NTIRE 2021 Challenge for Defocus Deblurring Using Dual-pixel Images: Methods and Results
Abdullah Abuolaim, Radu Timofte, Michael S. Brown, Dafeng Zhang, Xiaobing Wang, Syed Waqas Zamir, Aditya Arora, Salman Khan, Munawar Hayat, Fahad Shahbaz Khan, Ling Shao, Shuai Liu, Lei Lei, Chaoyu Feng, Zhiwei Xiong, Zeyu Xiao, Ruikang Xu, Yunan Zhu, Dong Liu, Tu Vo, Si Miao, Nisarg A. Shah, Pengwei Liang, Zhiwei Zhong, Xingyu Hu, Yiqun Chen, Chenghua Li, Xiaoying Bai, Chi Zhang, Yiheng Yao, Ruipeng Gang, Sabari Nathan, Thangavelu Ragavendran, Venkatakrishnan Srinija, V. Srivatsav
Abstract
This paper provides a review of the NTIRE 2021 challenge targeting defocus deblurring using dual-pixel (DP) data.
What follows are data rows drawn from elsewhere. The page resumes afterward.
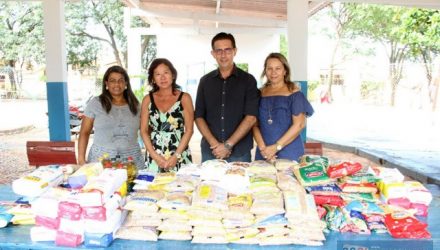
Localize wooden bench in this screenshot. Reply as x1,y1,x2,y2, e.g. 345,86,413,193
26,141,76,167
304,142,322,155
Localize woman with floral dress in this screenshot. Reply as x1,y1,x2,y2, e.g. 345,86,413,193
141,58,194,172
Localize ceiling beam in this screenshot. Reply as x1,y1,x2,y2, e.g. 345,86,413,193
133,9,287,28
333,0,440,9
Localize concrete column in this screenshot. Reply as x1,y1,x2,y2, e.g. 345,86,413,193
43,0,70,141
124,8,142,89
287,0,309,141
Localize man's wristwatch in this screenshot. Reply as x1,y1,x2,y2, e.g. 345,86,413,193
224,142,233,151
174,152,182,162
276,142,283,151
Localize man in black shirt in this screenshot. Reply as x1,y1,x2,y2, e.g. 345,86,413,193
195,32,259,162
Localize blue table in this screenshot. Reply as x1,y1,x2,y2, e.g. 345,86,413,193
0,185,440,250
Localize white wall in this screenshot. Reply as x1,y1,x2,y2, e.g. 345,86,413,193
157,34,279,99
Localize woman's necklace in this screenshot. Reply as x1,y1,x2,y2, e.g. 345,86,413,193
267,97,273,125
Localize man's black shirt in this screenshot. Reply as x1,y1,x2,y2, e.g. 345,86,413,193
195,65,259,156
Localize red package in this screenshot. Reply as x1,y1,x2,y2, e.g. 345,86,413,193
390,229,431,239
327,161,362,179
313,195,344,207
55,231,83,247
362,213,384,222
339,183,377,194
35,215,60,229
385,212,428,236
316,206,327,219
411,203,428,217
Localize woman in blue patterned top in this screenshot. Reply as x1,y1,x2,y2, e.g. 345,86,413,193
252,53,313,160
141,58,194,172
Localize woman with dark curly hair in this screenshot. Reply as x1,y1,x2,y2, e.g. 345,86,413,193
252,53,314,160
141,58,194,172
78,66,145,169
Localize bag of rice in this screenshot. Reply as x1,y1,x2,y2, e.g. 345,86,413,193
115,227,157,241
275,159,299,171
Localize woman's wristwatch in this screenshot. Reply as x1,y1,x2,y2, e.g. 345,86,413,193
276,142,283,151
174,151,182,162
224,141,234,151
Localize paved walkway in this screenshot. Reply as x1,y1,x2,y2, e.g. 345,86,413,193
307,104,440,185
0,100,440,185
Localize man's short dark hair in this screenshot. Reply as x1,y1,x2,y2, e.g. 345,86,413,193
211,32,236,50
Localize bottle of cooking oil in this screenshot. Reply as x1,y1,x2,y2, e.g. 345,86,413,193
125,156,137,190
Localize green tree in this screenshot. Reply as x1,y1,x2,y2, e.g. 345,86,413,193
0,1,44,90
318,3,355,100
401,9,440,110
66,0,127,67
131,16,157,69
347,4,409,106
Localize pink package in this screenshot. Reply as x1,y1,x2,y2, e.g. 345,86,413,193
55,231,83,247
411,203,428,217
58,201,82,220
388,197,411,209
82,206,107,221
35,215,60,229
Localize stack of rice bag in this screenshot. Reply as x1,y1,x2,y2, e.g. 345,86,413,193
294,155,432,238
14,163,127,247
116,190,165,241
156,174,195,240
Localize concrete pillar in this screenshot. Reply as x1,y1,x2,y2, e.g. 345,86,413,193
124,8,142,89
43,0,70,141
287,0,309,141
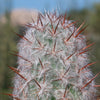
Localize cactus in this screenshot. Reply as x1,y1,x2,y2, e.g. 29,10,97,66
9,13,99,100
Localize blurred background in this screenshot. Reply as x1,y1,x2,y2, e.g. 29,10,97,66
0,0,100,100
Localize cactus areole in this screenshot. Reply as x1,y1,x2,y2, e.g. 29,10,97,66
9,13,99,100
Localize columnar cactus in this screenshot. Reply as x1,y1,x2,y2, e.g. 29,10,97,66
9,13,99,100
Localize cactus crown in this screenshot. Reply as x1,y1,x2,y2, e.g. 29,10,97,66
9,13,98,100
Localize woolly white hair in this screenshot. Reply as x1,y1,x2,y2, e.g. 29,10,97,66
13,13,96,100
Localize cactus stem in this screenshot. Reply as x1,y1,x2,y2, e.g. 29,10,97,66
8,66,27,81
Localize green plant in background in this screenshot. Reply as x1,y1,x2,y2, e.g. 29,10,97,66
7,13,99,100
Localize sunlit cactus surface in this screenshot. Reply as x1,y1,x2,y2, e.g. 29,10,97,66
9,12,99,100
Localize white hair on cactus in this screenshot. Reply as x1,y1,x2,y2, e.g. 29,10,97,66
10,12,96,100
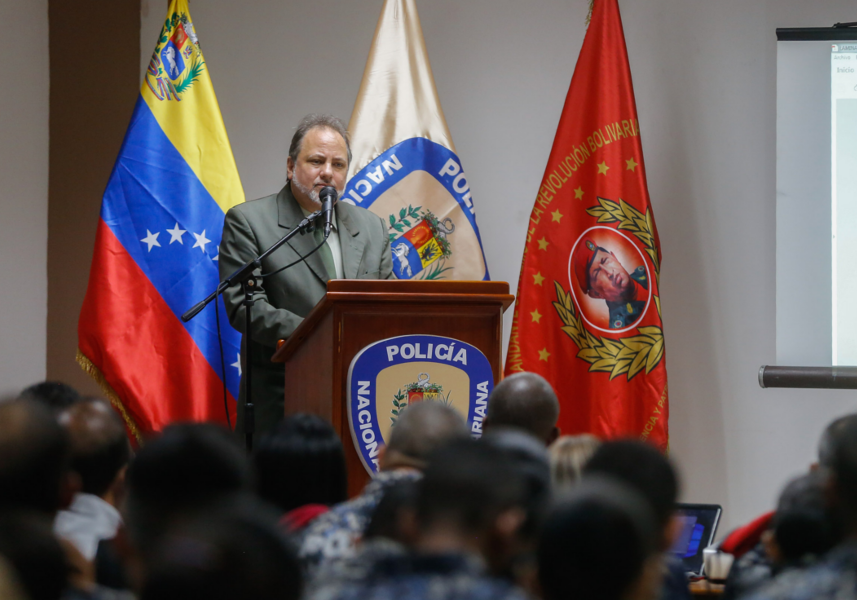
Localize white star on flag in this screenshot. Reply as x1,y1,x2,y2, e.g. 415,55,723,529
140,229,160,252
167,223,186,245
191,229,211,252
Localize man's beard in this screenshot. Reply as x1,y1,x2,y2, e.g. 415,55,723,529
292,177,345,210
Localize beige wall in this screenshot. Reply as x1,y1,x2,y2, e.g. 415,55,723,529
0,0,48,397
47,0,140,394
140,0,857,527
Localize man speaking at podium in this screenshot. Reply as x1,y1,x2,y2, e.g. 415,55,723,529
219,115,393,435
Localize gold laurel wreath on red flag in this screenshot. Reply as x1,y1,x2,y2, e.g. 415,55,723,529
552,196,664,381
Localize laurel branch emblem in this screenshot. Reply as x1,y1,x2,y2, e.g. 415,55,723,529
553,197,664,381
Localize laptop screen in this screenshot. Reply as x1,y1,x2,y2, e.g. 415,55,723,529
670,504,723,575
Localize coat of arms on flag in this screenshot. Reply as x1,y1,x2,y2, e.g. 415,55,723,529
343,0,489,279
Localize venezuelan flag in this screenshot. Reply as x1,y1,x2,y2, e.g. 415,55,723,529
77,0,244,441
342,0,489,280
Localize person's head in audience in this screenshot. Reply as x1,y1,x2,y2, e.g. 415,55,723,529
826,419,857,539
0,400,72,517
415,440,528,573
482,427,551,591
482,373,559,446
59,398,131,507
818,413,857,468
763,471,837,567
378,402,470,471
583,439,678,552
18,381,81,412
549,433,601,488
140,498,302,600
253,414,348,513
126,423,253,562
363,479,419,546
0,509,68,600
538,477,660,600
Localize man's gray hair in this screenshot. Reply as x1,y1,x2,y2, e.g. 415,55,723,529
289,114,351,165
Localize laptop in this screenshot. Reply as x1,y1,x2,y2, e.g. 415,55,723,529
670,504,723,577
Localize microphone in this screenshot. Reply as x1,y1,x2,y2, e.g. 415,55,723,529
318,185,337,239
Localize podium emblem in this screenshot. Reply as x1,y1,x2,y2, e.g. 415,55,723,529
348,335,494,475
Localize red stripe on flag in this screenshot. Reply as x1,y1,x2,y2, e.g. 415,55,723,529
78,220,235,435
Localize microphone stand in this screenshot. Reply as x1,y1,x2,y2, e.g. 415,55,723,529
182,206,323,452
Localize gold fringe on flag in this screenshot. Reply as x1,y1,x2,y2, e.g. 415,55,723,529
75,348,143,446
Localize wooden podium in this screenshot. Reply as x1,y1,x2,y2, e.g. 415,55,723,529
273,279,514,496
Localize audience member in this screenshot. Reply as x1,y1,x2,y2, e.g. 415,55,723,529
538,477,661,600
549,433,601,490
751,419,857,600
299,402,470,575
482,427,551,592
720,414,857,600
311,438,527,600
482,373,559,446
19,381,80,412
0,509,68,600
724,471,836,598
126,423,253,580
140,498,302,600
0,400,76,519
253,414,348,531
308,479,419,597
54,398,131,561
583,439,690,600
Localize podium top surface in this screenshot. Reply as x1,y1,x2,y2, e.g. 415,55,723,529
273,279,515,362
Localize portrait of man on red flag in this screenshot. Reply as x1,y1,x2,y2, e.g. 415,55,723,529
571,230,649,329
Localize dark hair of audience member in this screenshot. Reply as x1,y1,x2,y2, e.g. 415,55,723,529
829,420,857,535
482,427,551,538
484,373,559,446
18,381,80,412
0,510,68,600
253,414,348,512
772,471,837,563
381,401,470,470
818,414,857,468
363,479,419,545
0,400,69,515
60,398,131,496
126,423,253,560
417,440,527,541
140,497,302,600
583,439,678,550
537,477,660,600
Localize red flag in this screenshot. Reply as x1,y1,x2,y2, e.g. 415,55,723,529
506,0,669,450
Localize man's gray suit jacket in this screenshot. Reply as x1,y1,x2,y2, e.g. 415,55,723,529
219,183,393,439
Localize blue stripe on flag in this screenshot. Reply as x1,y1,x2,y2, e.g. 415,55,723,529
101,97,241,398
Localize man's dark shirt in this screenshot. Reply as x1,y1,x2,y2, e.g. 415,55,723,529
744,541,857,600
310,554,526,600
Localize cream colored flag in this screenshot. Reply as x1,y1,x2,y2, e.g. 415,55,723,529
343,0,489,279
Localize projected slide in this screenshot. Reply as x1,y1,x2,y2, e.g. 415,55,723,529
830,44,857,365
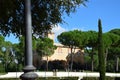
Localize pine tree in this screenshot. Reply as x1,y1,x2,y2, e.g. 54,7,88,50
98,19,106,80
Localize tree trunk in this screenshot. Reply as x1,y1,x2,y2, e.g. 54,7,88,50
116,56,119,72
46,56,48,71
70,48,73,71
98,19,106,80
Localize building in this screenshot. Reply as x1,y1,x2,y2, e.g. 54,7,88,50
43,33,80,61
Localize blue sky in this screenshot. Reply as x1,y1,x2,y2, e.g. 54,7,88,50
6,0,120,43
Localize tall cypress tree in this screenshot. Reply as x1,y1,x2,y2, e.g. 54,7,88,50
98,19,106,80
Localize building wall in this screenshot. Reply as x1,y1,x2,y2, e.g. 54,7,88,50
43,33,80,61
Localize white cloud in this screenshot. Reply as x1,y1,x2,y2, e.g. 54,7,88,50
52,25,66,42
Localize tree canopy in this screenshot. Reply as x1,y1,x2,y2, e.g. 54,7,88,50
0,0,87,36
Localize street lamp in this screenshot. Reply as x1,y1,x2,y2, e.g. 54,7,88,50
20,0,38,80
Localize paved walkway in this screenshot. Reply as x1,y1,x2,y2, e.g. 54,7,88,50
0,72,120,80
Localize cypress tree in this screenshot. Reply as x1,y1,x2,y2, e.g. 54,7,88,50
98,19,106,80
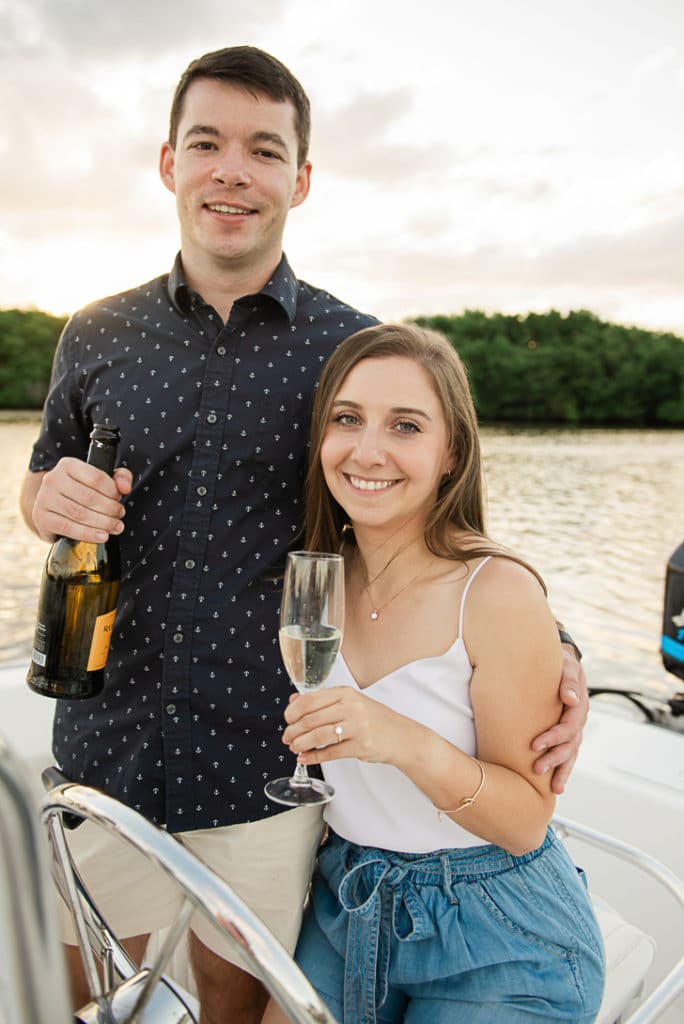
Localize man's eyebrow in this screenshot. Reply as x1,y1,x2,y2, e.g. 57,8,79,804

The goal of this single-track challenge was to reduce spatially varying defocus blur present in images captured with a shallow depth of field. The images used in this challenge were obtained using a DP sensor that provided a pair of DP views per captured image. Submitted solutions were evaluated using conventional signal processing metrics, namely peak signal-to-noise ratio (PSNR) and structural similarity index measure (SSIM). Out of 185 registered participants, nine teams provided methods and competed in the final stage. The paper describes the methods proposed by the participating teams and their results. The winning teams represent the state-of-the-art in terms of defocus de-blurring using DP images.